In other developments, two men were arrested and charged with hindering prosecution; one, 18-year-old Jeremy Thomas had allegedly fled the scene with Leonard, while the other, 41-year-old Gabriel Thomas, had apparently had contact with Leonard after the shooting and then provided misleading information to investigators.
That Other Thing: The first witness in the Jerry Sandusky trial utterly humiliated Sandusky's attorney, Joe Amendola. Of course, Amendola's opening remarks, in which he tried to paint Sandusky as the victim, may have been more hopeless. Mike McQueary is on the stand now. There, you're up to date and I can stop talking about this one.Forgot to Pay the Bill: The Big East is now suing TCU for $5 million. When I first saw the headline, my immediate reaction was "OH, PLEASE," because I assumed the Big East was just being silly. Then I read the story and discovered that it's because TCU is refusing to even pay the agreed-upon sum for leaving the conference, at which point I said, "Oh. Well, uh, okay."
And Another Lawsuit: This one's more concerning, as it's a suit against Connecticut women's basketball coach Geno Auriemma for sexual harassment. Former NYPD detective Kelley Hardwick, an NBA security official who's worked with the US WNT as well, was released from her WNT responsibilities after complaining about Auriemma trying to put the moves on her.
Finally, Someone at Clemson Denies Interest in the Big 12: Of course, it's just Dabo Swinney, which means it's completely meaningless.
Dabo Swinney: "We’re a 1000 % committed to the ACC. Going to the Big 12 is the worst thing we could do as a program. It makes zero sense"— Travis Sawchik (@travis_sawchik) June 12, 2012
On the Road Again: Conference USA has pulled their basketball tournaments from Memphis, what with Memphis no longer being part of the happy Conference USA family. The 2013 event will be in Tulsa, which didn't do a great job of attending the tournament in 2010 despite a decent population base and two Division I basketball programs.
Diablerie: Senior guard Khalif Wyatt of Temple: busted in a prostitution sting in Atlantic City. ... Another torched recruitment letter, as BYU commit Brayden Kearsley declares war on Utah. ... and that's it. A horribly un-fun day.
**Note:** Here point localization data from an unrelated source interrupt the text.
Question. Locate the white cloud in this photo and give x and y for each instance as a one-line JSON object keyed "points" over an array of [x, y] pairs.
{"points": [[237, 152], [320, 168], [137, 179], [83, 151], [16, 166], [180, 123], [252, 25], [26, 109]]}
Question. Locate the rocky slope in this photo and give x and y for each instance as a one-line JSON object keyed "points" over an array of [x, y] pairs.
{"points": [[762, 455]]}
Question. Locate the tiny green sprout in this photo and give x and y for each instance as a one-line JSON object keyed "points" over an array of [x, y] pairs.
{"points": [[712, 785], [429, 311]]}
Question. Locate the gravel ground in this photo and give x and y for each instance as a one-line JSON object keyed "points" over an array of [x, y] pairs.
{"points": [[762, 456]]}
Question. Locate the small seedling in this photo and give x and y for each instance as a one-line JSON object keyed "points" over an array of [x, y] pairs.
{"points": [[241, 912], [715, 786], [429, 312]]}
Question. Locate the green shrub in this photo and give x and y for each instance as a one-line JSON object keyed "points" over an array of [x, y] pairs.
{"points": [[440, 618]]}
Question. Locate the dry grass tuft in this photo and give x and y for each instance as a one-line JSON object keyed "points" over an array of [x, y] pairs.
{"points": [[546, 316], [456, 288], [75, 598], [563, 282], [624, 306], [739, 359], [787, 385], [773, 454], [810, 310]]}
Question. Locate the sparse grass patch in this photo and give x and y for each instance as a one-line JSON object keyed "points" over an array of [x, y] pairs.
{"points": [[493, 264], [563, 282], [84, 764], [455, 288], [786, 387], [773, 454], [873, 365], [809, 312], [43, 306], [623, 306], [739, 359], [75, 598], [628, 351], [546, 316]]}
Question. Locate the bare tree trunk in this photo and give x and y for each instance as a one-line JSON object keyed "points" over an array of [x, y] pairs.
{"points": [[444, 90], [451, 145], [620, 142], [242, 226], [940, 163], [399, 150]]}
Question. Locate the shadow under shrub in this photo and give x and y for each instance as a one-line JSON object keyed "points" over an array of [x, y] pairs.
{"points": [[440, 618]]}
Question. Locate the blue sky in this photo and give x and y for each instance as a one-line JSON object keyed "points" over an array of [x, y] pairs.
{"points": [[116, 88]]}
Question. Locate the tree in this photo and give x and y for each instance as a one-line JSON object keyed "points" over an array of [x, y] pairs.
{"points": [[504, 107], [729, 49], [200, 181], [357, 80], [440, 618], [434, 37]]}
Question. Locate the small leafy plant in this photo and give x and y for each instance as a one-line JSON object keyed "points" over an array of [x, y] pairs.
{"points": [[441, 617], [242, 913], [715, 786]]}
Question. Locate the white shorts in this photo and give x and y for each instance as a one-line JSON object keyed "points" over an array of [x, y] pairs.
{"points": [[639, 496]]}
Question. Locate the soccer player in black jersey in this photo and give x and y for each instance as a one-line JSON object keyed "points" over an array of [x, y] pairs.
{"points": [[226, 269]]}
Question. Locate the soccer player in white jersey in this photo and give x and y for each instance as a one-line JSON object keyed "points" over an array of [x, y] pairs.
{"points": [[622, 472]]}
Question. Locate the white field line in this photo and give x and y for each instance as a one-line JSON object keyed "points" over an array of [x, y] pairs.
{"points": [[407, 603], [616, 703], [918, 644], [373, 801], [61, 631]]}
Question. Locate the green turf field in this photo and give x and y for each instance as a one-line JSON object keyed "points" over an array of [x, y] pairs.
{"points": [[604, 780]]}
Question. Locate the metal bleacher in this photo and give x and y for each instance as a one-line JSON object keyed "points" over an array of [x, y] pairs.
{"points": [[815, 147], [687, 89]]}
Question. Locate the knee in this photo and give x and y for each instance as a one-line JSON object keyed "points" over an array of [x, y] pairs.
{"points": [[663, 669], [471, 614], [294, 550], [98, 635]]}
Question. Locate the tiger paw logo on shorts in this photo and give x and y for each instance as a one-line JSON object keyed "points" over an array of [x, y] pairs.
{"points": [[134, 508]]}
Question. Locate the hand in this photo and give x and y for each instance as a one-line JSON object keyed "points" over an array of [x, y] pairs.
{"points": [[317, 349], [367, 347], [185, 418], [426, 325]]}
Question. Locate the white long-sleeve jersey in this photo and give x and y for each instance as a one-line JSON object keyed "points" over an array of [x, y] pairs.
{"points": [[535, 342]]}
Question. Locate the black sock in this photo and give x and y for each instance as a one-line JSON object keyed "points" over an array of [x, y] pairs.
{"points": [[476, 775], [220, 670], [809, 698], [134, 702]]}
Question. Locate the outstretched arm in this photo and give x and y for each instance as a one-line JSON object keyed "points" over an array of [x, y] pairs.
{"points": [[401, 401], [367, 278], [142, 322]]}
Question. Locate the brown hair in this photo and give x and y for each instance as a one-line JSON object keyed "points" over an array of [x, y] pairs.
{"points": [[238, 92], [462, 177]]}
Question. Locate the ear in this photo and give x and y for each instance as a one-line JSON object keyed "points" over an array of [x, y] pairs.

Spring Championships: The CWS field is now finally set, and for the first time since 1970 a school from Ohio will be visiting Omaha. Kent State won a thriller last night over Oregon to advance, giving the College World Series not only two northern schools, but two cinderellas. Joining Kent State and the other five teams which had already punched their tickets (Florida, Florida State, Arizona, UCLA, and Stony Brook) are Arkansas, who broke a scoreless tie in the 10th inning then clung to the lead, and twice-defending champion South Carolina. The party kicks off on Friday.